Berlin looks to make town more handicap accessible

Berlin looks to make town more handicap accessible

Record-Journal


BERLIN — Town Hall, Berlin Peck-Memorial Library, the senior center and the police station, among other town buildings, do not comply with the Americans with Disabilities Act.

“Some buildings go back to the ’60s and ’70s,” said Jack Healy, the town’s public works director and interim town manager. Healy spoke at a recent Town Council meeting about making the town more ADA-compliant.

Residents voiced their concerns about sections of town not being ADA compliant. Carol Ranieri said she the library and senior center are not easily accessible and need to be improved.

Barbara Gombotz, chairwoman of the Commission for the Aging, echoed Ranieri’s concerns and said an elevator was needed to make the library ADA-compliant.

The Town Council recently agreed to proceed with a $276,619 bid for the elevator. A $125,000 grant was obtained, with $25,619 reallocated for the project on the town side. The rest of the money was raised by the library.

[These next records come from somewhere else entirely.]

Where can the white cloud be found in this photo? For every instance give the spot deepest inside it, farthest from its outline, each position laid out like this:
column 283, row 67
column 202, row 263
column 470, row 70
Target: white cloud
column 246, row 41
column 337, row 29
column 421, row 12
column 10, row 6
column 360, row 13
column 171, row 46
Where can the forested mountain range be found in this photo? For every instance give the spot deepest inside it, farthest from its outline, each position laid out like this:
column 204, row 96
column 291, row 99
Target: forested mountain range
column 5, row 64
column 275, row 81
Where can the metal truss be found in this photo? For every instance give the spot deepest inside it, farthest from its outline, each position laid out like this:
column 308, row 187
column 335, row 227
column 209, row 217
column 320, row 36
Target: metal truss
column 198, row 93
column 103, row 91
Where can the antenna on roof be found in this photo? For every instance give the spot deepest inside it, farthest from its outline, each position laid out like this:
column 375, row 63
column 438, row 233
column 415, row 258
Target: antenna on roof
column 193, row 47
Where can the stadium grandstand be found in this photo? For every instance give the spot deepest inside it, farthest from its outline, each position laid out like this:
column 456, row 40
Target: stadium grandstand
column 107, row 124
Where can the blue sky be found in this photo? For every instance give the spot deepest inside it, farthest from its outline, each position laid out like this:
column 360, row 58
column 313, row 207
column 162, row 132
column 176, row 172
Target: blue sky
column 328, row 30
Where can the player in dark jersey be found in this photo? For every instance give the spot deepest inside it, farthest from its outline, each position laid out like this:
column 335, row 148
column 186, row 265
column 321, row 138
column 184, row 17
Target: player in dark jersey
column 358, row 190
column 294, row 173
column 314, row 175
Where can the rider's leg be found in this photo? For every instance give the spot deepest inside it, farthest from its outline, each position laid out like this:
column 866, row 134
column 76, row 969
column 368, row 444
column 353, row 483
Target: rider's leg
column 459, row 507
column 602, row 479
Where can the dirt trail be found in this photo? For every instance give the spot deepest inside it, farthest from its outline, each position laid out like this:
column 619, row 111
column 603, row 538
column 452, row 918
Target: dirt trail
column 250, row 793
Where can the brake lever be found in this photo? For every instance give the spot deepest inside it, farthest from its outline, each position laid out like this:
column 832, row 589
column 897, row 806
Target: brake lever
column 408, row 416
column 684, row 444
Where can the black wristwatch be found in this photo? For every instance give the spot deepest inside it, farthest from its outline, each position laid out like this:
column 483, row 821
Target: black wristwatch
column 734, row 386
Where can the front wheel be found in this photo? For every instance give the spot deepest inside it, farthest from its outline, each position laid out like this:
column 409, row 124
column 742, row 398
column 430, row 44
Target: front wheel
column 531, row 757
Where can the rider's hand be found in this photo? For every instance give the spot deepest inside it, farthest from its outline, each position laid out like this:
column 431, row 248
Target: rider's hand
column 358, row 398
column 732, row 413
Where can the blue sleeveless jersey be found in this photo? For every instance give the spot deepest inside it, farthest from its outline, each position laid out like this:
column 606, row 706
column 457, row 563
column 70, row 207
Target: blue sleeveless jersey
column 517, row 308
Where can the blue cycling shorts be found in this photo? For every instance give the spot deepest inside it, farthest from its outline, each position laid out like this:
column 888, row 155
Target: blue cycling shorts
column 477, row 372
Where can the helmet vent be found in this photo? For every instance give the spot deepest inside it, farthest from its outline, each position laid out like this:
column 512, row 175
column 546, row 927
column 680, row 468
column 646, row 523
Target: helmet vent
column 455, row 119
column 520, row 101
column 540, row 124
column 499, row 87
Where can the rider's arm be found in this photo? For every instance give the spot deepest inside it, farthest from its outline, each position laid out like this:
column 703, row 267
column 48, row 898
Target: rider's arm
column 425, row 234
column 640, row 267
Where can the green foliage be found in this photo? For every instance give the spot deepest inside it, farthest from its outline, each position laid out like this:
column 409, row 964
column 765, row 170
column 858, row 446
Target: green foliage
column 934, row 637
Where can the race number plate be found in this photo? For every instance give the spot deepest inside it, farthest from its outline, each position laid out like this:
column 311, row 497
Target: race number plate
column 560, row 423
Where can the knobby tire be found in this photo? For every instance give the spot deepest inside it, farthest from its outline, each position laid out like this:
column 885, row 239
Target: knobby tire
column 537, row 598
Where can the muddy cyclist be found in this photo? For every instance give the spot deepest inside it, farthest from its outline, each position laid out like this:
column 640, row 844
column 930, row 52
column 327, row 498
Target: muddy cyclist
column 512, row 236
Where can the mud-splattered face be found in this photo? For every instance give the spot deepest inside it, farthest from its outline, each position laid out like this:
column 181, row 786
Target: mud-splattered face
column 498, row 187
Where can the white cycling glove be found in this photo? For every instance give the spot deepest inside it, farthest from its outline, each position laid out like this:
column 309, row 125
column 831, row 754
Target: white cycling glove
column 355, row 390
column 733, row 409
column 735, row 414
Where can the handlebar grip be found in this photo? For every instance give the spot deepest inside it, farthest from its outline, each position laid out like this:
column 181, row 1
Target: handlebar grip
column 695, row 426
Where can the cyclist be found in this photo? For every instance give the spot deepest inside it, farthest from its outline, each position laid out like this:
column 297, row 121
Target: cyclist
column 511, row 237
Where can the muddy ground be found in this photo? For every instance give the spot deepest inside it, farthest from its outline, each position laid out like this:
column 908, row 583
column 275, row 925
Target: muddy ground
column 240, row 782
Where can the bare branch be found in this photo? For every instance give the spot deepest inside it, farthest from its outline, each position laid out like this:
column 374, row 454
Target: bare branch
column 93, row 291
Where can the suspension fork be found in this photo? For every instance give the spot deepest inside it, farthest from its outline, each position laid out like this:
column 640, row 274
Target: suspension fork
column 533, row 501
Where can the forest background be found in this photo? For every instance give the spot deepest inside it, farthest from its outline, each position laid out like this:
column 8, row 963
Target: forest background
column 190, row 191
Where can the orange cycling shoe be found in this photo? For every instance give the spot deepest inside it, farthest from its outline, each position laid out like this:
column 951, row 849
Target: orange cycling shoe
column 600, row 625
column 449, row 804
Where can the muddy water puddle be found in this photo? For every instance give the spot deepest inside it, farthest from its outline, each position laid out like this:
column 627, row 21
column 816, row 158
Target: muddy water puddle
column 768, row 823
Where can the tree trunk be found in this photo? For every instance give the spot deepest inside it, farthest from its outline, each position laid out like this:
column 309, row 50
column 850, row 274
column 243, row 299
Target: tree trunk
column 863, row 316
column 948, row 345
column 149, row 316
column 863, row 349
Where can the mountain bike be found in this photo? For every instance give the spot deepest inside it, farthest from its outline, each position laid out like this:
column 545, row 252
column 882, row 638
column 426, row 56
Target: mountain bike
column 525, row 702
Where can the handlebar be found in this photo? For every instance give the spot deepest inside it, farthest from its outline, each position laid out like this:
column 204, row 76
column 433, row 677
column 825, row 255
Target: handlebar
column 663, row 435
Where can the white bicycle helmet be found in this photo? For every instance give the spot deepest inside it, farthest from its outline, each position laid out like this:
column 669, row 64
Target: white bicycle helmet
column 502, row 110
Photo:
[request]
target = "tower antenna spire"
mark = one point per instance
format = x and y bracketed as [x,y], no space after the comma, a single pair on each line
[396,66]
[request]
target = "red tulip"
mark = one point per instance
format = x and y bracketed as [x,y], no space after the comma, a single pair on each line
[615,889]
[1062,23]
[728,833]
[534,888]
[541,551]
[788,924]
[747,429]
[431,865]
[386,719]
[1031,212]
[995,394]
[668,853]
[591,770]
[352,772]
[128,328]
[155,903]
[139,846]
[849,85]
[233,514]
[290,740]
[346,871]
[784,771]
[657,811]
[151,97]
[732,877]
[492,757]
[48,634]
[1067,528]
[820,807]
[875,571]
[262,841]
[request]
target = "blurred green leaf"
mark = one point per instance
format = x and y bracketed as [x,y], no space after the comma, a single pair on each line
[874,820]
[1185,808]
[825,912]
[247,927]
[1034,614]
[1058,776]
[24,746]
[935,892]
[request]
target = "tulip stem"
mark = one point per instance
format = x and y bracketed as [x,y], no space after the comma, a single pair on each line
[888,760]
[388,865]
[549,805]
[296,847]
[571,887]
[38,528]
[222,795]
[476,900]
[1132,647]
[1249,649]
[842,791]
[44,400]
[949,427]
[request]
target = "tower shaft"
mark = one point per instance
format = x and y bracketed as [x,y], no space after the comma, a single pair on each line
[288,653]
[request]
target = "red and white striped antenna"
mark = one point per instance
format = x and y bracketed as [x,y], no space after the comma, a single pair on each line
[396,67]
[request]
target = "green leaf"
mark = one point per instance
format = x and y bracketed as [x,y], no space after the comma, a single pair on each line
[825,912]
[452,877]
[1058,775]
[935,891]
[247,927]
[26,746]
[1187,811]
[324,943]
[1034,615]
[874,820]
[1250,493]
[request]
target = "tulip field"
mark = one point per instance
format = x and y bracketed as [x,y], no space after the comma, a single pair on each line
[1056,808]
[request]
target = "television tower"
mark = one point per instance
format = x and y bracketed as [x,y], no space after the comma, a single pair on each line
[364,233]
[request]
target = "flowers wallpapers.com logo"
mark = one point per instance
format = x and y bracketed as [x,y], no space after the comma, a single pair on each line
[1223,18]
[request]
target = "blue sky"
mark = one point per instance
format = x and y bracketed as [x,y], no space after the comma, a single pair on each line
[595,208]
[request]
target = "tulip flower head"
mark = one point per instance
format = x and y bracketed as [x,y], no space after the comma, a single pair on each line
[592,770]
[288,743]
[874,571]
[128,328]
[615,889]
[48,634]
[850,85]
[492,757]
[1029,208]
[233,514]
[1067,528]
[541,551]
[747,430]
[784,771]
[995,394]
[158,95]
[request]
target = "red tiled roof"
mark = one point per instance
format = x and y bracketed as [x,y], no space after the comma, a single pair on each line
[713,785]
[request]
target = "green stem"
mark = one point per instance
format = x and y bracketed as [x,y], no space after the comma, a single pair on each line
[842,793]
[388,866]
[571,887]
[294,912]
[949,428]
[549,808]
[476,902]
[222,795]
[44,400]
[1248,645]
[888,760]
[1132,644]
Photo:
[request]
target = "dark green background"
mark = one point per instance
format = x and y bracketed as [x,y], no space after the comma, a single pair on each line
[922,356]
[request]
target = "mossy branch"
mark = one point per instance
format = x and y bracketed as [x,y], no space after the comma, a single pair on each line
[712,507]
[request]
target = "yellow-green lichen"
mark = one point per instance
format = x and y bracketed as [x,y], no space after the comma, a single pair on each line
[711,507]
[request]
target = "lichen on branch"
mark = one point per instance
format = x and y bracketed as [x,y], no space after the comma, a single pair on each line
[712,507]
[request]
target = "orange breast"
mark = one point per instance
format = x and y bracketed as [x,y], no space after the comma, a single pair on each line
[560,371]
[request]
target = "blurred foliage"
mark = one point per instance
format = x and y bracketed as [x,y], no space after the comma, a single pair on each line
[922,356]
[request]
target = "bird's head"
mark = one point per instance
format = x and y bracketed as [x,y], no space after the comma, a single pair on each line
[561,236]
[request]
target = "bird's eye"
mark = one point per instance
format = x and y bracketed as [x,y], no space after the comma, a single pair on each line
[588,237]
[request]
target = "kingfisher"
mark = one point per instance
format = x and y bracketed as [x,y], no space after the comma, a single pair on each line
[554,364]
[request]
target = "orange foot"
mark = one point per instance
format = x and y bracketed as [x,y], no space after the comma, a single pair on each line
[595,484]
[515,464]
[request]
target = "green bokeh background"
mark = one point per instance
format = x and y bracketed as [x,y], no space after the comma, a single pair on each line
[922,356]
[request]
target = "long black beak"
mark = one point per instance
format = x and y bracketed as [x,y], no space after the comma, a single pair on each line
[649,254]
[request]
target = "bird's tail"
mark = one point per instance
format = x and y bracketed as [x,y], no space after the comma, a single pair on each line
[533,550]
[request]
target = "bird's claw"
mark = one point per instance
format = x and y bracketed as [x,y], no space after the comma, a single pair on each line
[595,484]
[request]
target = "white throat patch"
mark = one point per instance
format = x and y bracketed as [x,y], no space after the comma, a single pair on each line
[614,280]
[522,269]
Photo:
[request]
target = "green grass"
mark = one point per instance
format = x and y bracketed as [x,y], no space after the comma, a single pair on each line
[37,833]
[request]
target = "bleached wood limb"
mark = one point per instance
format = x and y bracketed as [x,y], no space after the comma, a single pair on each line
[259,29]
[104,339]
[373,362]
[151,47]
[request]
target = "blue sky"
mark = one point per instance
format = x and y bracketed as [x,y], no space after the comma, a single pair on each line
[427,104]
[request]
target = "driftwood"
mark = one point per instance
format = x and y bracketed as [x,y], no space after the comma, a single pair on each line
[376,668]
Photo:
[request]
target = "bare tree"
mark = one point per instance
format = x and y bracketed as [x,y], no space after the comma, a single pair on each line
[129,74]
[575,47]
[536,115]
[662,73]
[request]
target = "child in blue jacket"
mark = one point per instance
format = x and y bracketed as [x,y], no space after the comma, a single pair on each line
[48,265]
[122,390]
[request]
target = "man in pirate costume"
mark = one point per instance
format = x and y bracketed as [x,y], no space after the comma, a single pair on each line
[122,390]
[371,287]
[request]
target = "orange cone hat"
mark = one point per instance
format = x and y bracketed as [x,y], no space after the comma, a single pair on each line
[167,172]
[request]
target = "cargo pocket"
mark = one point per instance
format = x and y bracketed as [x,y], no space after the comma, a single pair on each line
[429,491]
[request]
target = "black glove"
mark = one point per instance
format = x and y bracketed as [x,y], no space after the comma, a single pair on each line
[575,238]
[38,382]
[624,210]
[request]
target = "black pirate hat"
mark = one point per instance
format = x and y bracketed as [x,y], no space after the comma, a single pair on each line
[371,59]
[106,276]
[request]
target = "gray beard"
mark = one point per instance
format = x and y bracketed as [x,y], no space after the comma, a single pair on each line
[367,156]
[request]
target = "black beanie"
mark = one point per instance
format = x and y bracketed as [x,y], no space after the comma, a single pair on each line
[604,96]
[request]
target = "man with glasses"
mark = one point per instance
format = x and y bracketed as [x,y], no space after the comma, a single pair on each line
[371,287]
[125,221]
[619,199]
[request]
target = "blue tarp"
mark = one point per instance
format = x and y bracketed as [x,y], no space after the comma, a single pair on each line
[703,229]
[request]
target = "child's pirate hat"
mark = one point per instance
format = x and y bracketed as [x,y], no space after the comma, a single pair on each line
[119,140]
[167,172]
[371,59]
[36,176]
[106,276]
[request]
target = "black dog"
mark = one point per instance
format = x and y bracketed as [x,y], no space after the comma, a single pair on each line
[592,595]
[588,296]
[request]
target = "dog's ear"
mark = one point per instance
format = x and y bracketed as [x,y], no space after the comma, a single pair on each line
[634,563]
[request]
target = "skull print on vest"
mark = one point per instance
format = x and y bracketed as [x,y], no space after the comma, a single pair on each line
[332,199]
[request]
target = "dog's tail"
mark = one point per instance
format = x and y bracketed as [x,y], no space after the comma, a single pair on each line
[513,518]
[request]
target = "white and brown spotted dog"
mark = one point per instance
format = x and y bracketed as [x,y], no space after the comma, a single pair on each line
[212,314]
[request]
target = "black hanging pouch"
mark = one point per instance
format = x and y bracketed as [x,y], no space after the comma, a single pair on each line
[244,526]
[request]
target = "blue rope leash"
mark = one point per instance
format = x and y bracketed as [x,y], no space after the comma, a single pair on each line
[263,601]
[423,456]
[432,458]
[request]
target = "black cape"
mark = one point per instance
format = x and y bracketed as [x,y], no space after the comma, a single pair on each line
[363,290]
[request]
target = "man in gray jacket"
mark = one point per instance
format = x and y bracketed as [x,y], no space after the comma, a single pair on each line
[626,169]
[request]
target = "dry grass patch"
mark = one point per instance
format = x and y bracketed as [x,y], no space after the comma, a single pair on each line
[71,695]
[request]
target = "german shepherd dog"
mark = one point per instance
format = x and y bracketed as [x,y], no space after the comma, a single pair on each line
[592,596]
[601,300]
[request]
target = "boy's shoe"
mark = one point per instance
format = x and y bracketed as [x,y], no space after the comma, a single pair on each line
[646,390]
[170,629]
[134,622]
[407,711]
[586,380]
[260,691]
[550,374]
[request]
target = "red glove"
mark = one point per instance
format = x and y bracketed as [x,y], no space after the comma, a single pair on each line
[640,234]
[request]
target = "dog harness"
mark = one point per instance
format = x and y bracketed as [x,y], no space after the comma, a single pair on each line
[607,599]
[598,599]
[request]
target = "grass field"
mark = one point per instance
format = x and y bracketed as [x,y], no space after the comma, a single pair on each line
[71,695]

Construction is expected to begin in the fall.

“Even handicap spots now are hard with the incline,” said Helen Malinka, the library director.

The library and Town Hall are on the top of a hill on Kensington Road. The community center is attached to the library at the bottom of the hill.

Patrons must park in the handicapped spots at the community center and go up the sidewalk. At the library, there is an incline to the entrance from the parking spaces.

The elevator will allow patrons to park at the community center and take the elevator up to the library floor.

Malinka said more parking spots will likely be added once the elevator is installed.

Buildings like Town Hall already have an elevator but are still not easily handicapped-accessible. The police station, all on one level, is lacking a handicapped bathroom.

In order for those with disabilities to access a bathroom, they must go to Town Hall.

“We want to make sure all the laws are enforced,” said Bob Peters, chairman of the Police Commission.

Police have recently been issuing tickets to local businesses that lack handicapped parking. Peters said the department is making sure businesses have parking spots regulated by the law.

“It’s an ADA issue,” he said.

Healy said the police department will work to enforce handicapped parking while the town will improve building accessibility.